“Ya memang tentang helm dan spakbor itu cukup panjang, cukup alot. Helm kan melindungi keselamatan, tapi ada pemikiran, dari rumah mau ke warung mosok harus pakai helm, akhirnya jadi opsional,” kata Budi di Jakarta, Rabu (23/09).
Budi menuturkan untuk tujuan tertentu, misalnya berolahraga, helm itu wajib digunakan, meskipun dalam aturan sifatnya tetap opsional.
“Kalo kita mungkin ingin lebih safety, para pesepeda pakai helm untuk kepentingan umum, untuk olahraga itu wajib, opsional kalo menggunakan ya lebih baik,” katanya.
Dalam PM 59/2020 ini diatur mengenai beberapa persyaratan keselamatan, misalnya untuk penggunaan helm maupun spakbor tidak diwajibkan dan bersifat opsional.
Untuk spakbor bahkan dikecualikan bagi sepeda balap, sepeda gunung, dan sepeda lainnya sesuai ketentuan peraturan perundang-undangan.
Menurut Dirjen Budi, penggunaan helm bagi para pesepeda di jalan umum juga tidak diwajibkan namun masyarakat tetap dapat menggunakan helm sebagai bagian dari keselamatan saat bersepeda.
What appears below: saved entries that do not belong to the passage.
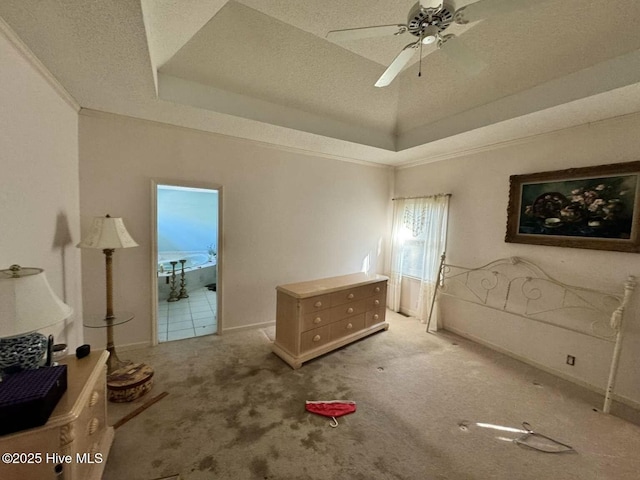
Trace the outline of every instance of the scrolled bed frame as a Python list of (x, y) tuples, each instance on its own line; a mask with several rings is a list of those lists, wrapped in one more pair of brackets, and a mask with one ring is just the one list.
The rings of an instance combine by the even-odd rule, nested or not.
[[(434, 293), (614, 343), (603, 412), (609, 413), (622, 345), (625, 308), (635, 288), (629, 276), (619, 294), (568, 285), (534, 263), (510, 257), (468, 268), (440, 261)], [(435, 302), (434, 302), (435, 303)], [(427, 322), (431, 323), (433, 308)]]

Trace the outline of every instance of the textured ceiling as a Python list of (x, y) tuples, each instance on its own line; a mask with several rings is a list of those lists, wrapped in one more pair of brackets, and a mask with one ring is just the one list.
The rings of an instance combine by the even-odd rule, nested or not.
[(422, 76), (415, 55), (385, 88), (414, 37), (325, 38), (405, 23), (414, 3), (2, 0), (0, 17), (84, 108), (348, 160), (436, 160), (640, 111), (637, 0), (531, 0), (452, 25), (486, 68), (424, 46)]

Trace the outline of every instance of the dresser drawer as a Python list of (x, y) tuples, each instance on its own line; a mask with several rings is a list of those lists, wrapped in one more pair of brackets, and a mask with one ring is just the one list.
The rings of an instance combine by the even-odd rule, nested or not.
[(318, 348), (330, 341), (330, 325), (324, 327), (314, 328), (303, 332), (300, 335), (300, 352), (306, 352)]
[(323, 327), (331, 322), (331, 309), (307, 313), (302, 316), (300, 331), (306, 332), (307, 330), (311, 330), (312, 328)]
[(317, 295), (300, 300), (300, 313), (318, 312), (331, 306), (331, 295)]
[(373, 286), (370, 287), (372, 290), (372, 295), (382, 295), (383, 297), (387, 295), (387, 282), (374, 283)]
[[(93, 459), (96, 453), (104, 453), (100, 451), (100, 441), (107, 428), (106, 418), (106, 366), (103, 366), (103, 374), (97, 379), (91, 387), (91, 393), (85, 401), (80, 415), (75, 423), (75, 435), (78, 445), (78, 451), (83, 458)], [(88, 477), (88, 472), (93, 468), (91, 463), (77, 462), (76, 475), (77, 478), (84, 479)]]
[(384, 295), (376, 295), (375, 297), (369, 297), (364, 300), (364, 308), (369, 311), (372, 309), (384, 307), (386, 297)]
[(363, 298), (370, 297), (372, 291), (371, 285), (363, 285), (362, 287), (354, 287), (332, 293), (331, 305), (335, 307), (336, 305), (362, 300)]
[[(369, 301), (367, 301), (369, 300)], [(337, 307), (333, 307), (331, 309), (331, 318), (332, 321), (341, 320), (346, 317), (351, 317), (353, 315), (360, 315), (367, 311), (367, 305), (372, 303), (372, 299), (363, 299), (357, 302), (345, 303), (343, 305), (338, 305)]]
[(385, 309), (383, 307), (377, 308), (367, 312), (365, 317), (365, 326), (370, 327), (378, 323), (384, 322)]
[(338, 340), (342, 337), (346, 337), (358, 330), (364, 328), (365, 315), (364, 313), (356, 315), (355, 317), (348, 317), (339, 322), (334, 322), (330, 325), (331, 340)]
[(362, 285), (361, 287), (349, 288), (331, 294), (331, 305), (342, 305), (344, 303), (355, 302), (373, 295), (384, 294), (386, 292), (386, 282), (374, 283), (372, 285)]

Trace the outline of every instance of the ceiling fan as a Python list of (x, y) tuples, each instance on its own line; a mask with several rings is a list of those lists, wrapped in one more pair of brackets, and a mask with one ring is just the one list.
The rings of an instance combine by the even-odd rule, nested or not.
[[(455, 35), (444, 34), (445, 30), (452, 23), (464, 25), (493, 14), (503, 14), (525, 8), (533, 3), (535, 2), (531, 0), (479, 0), (456, 10), (451, 0), (420, 0), (409, 10), (406, 24), (332, 30), (327, 33), (327, 39), (343, 42), (386, 35), (397, 36), (406, 32), (417, 37), (417, 40), (404, 47), (391, 62), (375, 83), (376, 87), (389, 85), (409, 63), (417, 50), (420, 50), (420, 59), (422, 60), (422, 46), (431, 44), (442, 49), (469, 74), (474, 75), (486, 66), (485, 62), (476, 58), (469, 49), (458, 41)], [(421, 75), (421, 71), (418, 75)]]

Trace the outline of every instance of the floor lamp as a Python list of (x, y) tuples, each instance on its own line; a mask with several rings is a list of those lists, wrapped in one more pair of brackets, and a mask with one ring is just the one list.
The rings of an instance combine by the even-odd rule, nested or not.
[(133, 319), (133, 313), (113, 311), (113, 252), (119, 248), (137, 247), (121, 218), (96, 217), (89, 235), (78, 247), (98, 248), (105, 258), (107, 272), (107, 314), (86, 316), (84, 326), (107, 329), (107, 398), (112, 402), (130, 402), (141, 397), (153, 385), (153, 369), (144, 363), (123, 362), (116, 354), (113, 327)]

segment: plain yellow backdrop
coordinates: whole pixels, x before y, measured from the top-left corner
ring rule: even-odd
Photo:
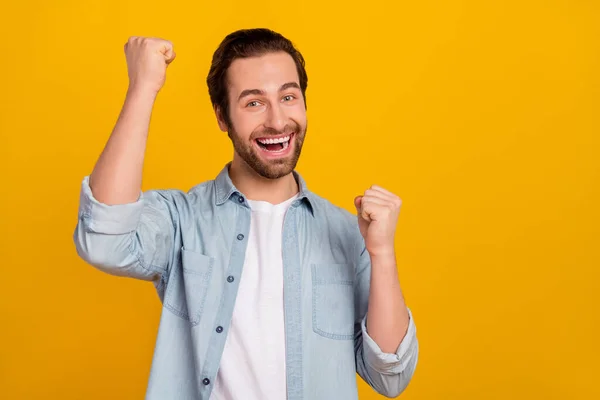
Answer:
[[[127,88],[123,44],[175,45],[144,189],[186,190],[232,154],[212,52],[262,26],[307,59],[309,187],[348,210],[373,183],[404,200],[421,353],[402,398],[600,398],[598,2],[21,1],[0,22],[2,399],[143,398],[154,289],[72,242]]]

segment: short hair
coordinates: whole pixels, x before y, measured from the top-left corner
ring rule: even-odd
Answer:
[[[227,92],[227,70],[231,63],[238,58],[258,57],[274,52],[288,53],[298,71],[300,90],[304,97],[306,107],[306,88],[308,76],[306,75],[304,57],[293,43],[283,35],[270,29],[240,29],[232,32],[223,39],[212,58],[206,84],[213,107],[218,107],[222,118],[230,125],[229,100]]]

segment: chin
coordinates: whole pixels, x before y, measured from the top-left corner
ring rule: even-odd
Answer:
[[[284,176],[289,175],[290,173],[292,173],[292,171],[295,168],[295,164],[291,165],[291,163],[286,163],[286,164],[279,164],[279,165],[260,165],[260,166],[252,166],[252,169],[254,169],[254,171],[259,174],[260,176],[262,176],[263,178],[267,178],[267,179],[279,179],[279,178],[283,178]]]

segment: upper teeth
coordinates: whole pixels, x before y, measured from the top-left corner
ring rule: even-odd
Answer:
[[[276,144],[276,143],[285,143],[290,140],[290,135],[284,136],[277,139],[258,139],[262,144]]]

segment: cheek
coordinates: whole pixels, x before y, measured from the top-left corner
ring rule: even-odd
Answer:
[[[233,125],[233,129],[235,130],[237,136],[240,139],[248,139],[252,132],[260,126],[260,123],[257,121],[257,118],[244,114],[244,113],[236,113],[235,111],[231,114],[231,124]]]
[[[306,126],[306,109],[304,105],[294,107],[288,112],[288,117],[291,120],[298,122],[301,126]]]

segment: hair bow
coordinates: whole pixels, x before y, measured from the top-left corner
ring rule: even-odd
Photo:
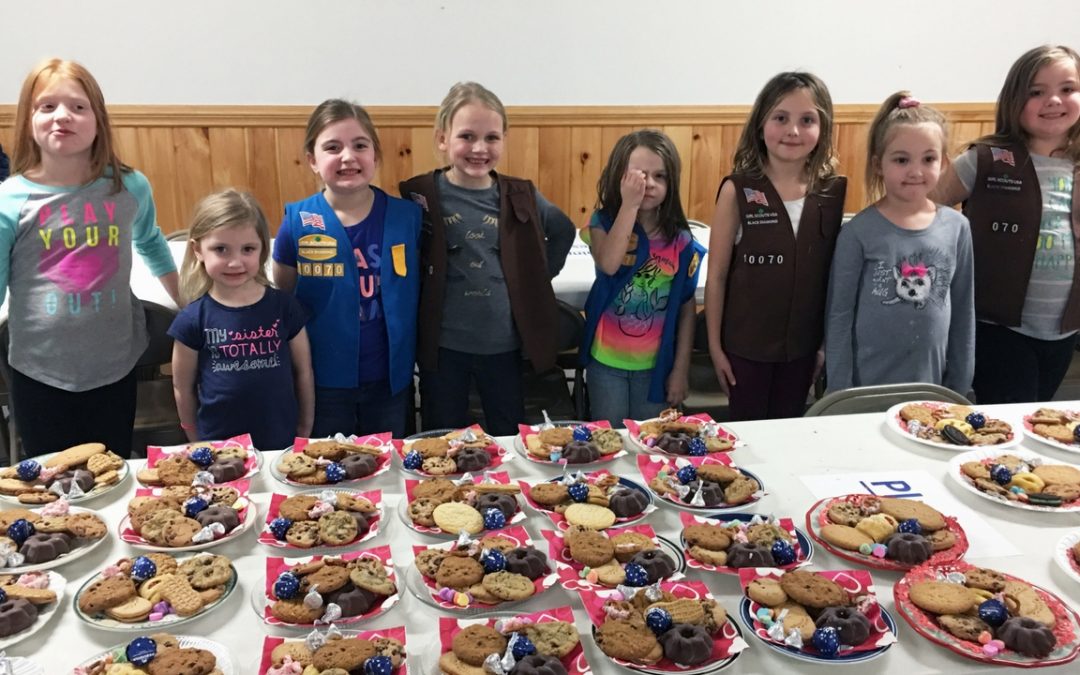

“Kami ingin kelanjutan regulasi ini implementasinya bisa cepat di daerah-daerah. Saya sudah kirim surat ke seluruh Gubernur dan kantor-kantor untuk menyiapkan beberapa fasilitas pendukung bagi pesepeda hingga tingkat kota kabupaten. Artinya ada kewajiban bagi pemerintah untuk secara bertahap menyiapkan infrastruktur bagi pesepeda sehingga menjamin keselamatan bersepeda,” katanya.
Salah satu fasilitas pendukung ini antara lain adalah tersedianya parkir umum untuk sepeda.
“Berikutnya kami mendorong kantor, sekolah, tempat umum, tempat ibadah, untuk bertahap menyiapkan tempat parkir bagi sepeda. Parkir untuk sepeda ini tidak hanya ruang tapi juga alat untuk parkir sepedanya. Arahan kita parkir sepeda harus mudah dijangkau oleh pesepeda, lokasinya tidak terlalu jauh sehingga akan mendorong minat masyarakat cepat bertambah untuk bersepeda,” lanjutnya.